Acoustiblok, a registered trademark product of Acoustiblok Inc, is manufactured in the United states. It is a sound attenuation material that was introduced in 1999.  It is implemented in new construction or remodeling projects. It is also designed for application beneath the drywall and other finishing materials.

Physical properties

Acoustiblok is a mass-loaded vinyl, sound isolation product. It is an extremely dense but very flexible material that comes in two sizes; 16oz. and 32oz. 

 Sixteen ounce Acoustiblok is 1/8" thick, and weighs 1 lb/ft2.
 Thirty-two ounce Acoustiblok is 1/4" thick, and weighs 2 lb/ft2.
 Barium Free
 Color: Black
 High UV Resistance
 No Fungal or Algal Growth

Performance data

The ability of a partition to block transmission of airborne sound is typically described by a single number rating of the Sound Transmission Class (STC).  

 Sixteen ounce Acoustiblok material has an STC of 26.
 Thirty-two ounce Acoustiblok material has an STC of 32.
 Adding one layer of Acoustiblok to a standard metal stud gypsum board interior wall, increases its STC to 53.
 Double steel stud partition walls, faced with single layers of drywall and containing fiberglass insulation and Acoustiblok, can achieve an STC of 66.

STC is calculated using a range of frequencies similar to the human voice; attenuation in higher and lower ranges should be estimated from the Sound Transmission Loss graphs provided with standard STC reports. 
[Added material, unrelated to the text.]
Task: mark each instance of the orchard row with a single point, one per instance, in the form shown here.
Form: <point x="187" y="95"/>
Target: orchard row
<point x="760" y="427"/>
Test procedures and the formula for calculation of STC values are defined in ASTM Standards E90-02 and E413-87.

Construction applications

New Construction, Remodel/Renovation   

Acoustiblok material is typically installed in partition walls and floor/ceiling assemblies when they are stripped to the studs.

Classification

Acoustiblok is qualified for use in commercial and institutional construction by its UL Classification file, found under Fire Tests of Building Construction and Materials.  This Classification includes use in wall designs of the U300, U400, and V400 series, and floor-ceiling constructions of the L500 series, as specified in ANSI/UL 263 Fire Resistance Ratings. Ratings of 1 and 2 hours can be obtained, depending on specific partition design.